LHSC performs a Canadian first in robot-assisted direct lateral spine surgery
Spine surgery may never be the same for people with chronic back pain and other physical ailments.
Earlier this year, London Health Sciences Centre (LHSC) became the first hospital in Canada to perform robot assisted direct lateral spine surgery.
The patient was London, Ont. resident Dave Meyn, now 57 years old.
He’s currently walking without pain, but it wasn’t that way not so long ago.
“I’d have occasion where I would even fall down, couldn’t feel my leg,” explained Meyn. “It eventually came to the point where I had to come into ER and get some immediate attention,” he said.
In February 2023, his chronic back pain led to sciatica in his right leg and extreme pain in his lower back.
About a year later, in February 2024, he received the robot-assisted surgery.
He was home within a couple days.
Dr. Victor Yang, neurosurgeon at LHSC speaks with patient Dave Men on April 25, 2024. Meyn received robot-assisted direct lateral spine surgery in February 2024. (Bryan Bicknell/CTV News London)
“I basically went from not being able to walk not very far at all to having my life back,” he said.
There have only been six of these surgeries performed at LHSC so far, and Meyn’s was the first.

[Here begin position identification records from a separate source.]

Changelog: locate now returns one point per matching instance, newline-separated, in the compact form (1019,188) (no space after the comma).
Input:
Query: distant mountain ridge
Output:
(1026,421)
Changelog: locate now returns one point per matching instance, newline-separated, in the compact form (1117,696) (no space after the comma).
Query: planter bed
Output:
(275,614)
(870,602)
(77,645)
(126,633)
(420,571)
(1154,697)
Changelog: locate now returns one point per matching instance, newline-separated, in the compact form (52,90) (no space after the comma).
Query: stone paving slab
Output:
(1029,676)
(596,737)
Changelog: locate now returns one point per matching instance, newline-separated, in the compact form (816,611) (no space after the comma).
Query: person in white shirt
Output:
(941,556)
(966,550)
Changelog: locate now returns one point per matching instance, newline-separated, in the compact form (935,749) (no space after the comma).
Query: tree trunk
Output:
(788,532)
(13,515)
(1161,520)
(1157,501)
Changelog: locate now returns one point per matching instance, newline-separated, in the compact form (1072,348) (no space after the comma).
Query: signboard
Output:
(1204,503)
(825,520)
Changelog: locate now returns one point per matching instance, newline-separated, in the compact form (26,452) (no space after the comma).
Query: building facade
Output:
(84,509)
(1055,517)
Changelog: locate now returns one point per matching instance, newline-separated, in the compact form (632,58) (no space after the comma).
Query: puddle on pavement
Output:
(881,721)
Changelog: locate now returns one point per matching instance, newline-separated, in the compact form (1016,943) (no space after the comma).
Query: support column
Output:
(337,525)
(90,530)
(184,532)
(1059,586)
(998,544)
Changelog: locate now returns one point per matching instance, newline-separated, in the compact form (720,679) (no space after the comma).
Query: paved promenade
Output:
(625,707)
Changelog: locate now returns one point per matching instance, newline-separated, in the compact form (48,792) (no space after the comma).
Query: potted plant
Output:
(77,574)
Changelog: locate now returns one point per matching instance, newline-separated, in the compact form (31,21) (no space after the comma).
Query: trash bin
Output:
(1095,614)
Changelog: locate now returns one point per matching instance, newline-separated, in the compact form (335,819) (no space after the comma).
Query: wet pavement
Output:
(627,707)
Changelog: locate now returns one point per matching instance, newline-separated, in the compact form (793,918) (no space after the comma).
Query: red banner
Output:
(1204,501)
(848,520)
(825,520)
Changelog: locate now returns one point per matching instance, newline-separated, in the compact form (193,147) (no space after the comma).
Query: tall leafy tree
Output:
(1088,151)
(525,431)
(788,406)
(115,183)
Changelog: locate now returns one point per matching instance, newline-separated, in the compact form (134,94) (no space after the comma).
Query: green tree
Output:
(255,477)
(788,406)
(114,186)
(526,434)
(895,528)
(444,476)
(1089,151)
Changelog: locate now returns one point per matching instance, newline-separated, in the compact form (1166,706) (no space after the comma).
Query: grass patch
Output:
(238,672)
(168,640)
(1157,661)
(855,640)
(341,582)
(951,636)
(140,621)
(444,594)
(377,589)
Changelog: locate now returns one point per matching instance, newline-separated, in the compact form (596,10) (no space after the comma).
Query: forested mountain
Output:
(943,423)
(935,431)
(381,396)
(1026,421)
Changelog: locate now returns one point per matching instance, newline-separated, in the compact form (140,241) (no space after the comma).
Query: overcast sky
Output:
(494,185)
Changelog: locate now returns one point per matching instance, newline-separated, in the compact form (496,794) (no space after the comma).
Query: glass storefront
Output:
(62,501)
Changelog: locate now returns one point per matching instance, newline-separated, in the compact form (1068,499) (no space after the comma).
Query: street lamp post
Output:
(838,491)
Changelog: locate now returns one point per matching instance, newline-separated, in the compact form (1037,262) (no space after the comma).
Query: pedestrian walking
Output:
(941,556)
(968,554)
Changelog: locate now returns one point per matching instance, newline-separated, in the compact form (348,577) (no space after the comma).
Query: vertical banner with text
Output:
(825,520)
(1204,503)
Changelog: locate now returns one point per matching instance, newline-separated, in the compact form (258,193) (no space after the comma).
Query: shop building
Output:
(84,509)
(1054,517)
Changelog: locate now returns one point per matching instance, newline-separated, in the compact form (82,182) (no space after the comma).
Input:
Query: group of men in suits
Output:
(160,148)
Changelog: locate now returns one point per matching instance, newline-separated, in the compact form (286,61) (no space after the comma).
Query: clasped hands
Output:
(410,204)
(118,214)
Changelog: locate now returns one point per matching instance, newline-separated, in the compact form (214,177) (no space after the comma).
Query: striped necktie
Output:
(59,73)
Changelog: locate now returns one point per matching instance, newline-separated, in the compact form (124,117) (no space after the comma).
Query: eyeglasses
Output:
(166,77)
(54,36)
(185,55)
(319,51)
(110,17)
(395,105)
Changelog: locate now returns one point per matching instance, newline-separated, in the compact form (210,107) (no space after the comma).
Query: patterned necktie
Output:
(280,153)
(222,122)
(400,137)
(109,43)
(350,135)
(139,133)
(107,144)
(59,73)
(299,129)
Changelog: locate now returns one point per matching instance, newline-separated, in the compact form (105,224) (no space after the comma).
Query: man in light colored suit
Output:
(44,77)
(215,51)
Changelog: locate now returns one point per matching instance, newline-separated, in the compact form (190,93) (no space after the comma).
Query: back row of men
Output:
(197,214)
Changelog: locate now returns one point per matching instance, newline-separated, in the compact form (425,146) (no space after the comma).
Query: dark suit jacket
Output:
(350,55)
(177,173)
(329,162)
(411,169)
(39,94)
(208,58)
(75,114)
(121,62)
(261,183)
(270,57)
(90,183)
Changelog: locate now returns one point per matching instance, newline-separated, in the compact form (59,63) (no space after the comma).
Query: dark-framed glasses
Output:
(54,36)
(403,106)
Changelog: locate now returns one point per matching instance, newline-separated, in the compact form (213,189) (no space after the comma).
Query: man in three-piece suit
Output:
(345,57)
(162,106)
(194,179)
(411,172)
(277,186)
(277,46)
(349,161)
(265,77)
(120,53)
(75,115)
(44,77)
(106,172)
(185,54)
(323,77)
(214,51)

Not just the first at the southern Ontario hospital, but the first in Canada.
The surgery utilizes the Mazor X spinal robot. Dr. Victor Yang, neurosurgeon at LHSC performed the Canadian-first surgery.
He explained that it eliminates the need for a second surgery.
“Dave is not the first patient to receive the surgery in our hospital but he’s the first person to receive the surgery by doing it minimally invasively and going at it from two different directions without waking him up and without staging the surgery over two days, and without flipping him on the operating table. All of that reduces the time and the suffering he may have,” said Dr. Yang.
According to LHSC, chronic back pain affects nearly eight million Canadians, and it can be debilitating.
As for Meyn, he’s in recovery for a few more months, but he no longer takes simple tasks for granted.
“From putting on your socks to leaning over the sink to brush your teeth,” he said.